What is a Casino?

A casino (also called a gambling house or kasino) is an establishment that offers various types of gambling. Most casinos are combined with hotels, resorts or restaurants and some offer live entertainment. Some are also known for hosting special events like stand-up comedy shows or concerts. Casinos are often located in or near cities and are a popular destination for tourists.

When most people think of a casino, they envision the flashy glitz and decadence that typifies Las Vegas. But these behemoths of opulence aren’t just about the games: they’re designed to make you spend more, and crave coming back—even if you lose a lot of money. It’s a science, and casinos have studied and perfected the tricks that encourage us to gamble the night away.

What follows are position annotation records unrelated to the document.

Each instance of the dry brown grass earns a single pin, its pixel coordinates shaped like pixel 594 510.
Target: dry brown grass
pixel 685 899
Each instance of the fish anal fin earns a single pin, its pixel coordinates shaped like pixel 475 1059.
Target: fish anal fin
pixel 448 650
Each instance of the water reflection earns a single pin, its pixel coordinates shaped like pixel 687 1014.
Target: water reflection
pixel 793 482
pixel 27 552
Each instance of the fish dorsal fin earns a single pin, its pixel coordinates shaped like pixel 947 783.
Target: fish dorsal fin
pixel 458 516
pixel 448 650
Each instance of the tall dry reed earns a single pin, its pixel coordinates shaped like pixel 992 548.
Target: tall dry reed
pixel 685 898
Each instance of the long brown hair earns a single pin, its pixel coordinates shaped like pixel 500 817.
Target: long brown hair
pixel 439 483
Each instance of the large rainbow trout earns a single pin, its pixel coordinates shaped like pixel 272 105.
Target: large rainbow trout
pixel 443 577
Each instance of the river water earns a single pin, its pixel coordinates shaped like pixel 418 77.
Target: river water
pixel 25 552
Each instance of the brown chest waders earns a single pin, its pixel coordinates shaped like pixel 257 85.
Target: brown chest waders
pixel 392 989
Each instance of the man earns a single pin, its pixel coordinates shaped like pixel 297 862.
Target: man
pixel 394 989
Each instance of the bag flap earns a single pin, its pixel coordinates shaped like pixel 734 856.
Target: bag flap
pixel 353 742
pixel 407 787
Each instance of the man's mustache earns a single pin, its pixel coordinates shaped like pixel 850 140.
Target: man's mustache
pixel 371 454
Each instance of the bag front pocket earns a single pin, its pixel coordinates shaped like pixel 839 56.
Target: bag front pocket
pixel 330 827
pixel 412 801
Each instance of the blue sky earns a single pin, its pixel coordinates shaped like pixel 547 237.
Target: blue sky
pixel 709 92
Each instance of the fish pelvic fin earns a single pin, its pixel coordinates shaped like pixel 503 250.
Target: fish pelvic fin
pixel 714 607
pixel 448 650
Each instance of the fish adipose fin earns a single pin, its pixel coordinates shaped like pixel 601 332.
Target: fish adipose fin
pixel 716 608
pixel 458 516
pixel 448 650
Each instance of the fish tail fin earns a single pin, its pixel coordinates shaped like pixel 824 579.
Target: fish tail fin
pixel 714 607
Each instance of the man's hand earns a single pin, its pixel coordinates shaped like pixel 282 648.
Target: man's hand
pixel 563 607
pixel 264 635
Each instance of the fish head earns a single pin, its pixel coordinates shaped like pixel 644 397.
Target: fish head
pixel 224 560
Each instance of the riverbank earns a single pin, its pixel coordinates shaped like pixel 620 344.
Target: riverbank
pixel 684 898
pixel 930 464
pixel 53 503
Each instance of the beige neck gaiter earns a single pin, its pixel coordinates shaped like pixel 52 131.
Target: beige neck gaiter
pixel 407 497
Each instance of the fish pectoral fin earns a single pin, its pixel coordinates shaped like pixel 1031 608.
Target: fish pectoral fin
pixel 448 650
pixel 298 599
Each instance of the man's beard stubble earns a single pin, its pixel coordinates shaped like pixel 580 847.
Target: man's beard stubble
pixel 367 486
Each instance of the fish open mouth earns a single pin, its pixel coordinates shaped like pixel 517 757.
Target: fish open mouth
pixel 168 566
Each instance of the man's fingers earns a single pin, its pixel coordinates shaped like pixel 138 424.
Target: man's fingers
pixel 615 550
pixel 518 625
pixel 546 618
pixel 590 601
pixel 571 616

From a maze of slot machines to a scented air that’s engineered to keep you feeling happy, these casinos use psychology to manipulate you into gambling your hard-earned dollars. One casino designer, Roger Thomas, created his own version of the classic casino, focusing less on slot machines and more on creating intimate spaces with beautiful decor to help people feel at home. This style, dubbed playground design, encourages people to stay longer and return—even if they’re losing money.

Casinos are becoming more and more palatial, with their five-star hotel rooms, Michelin star restaurants, and top-billed entertainment shows. Some even host sports betting, which has prompted some states to reconsider their anti-gambling laws. With all this extravagance, it’s no surprise that casinos are some of the largest buildings in the world.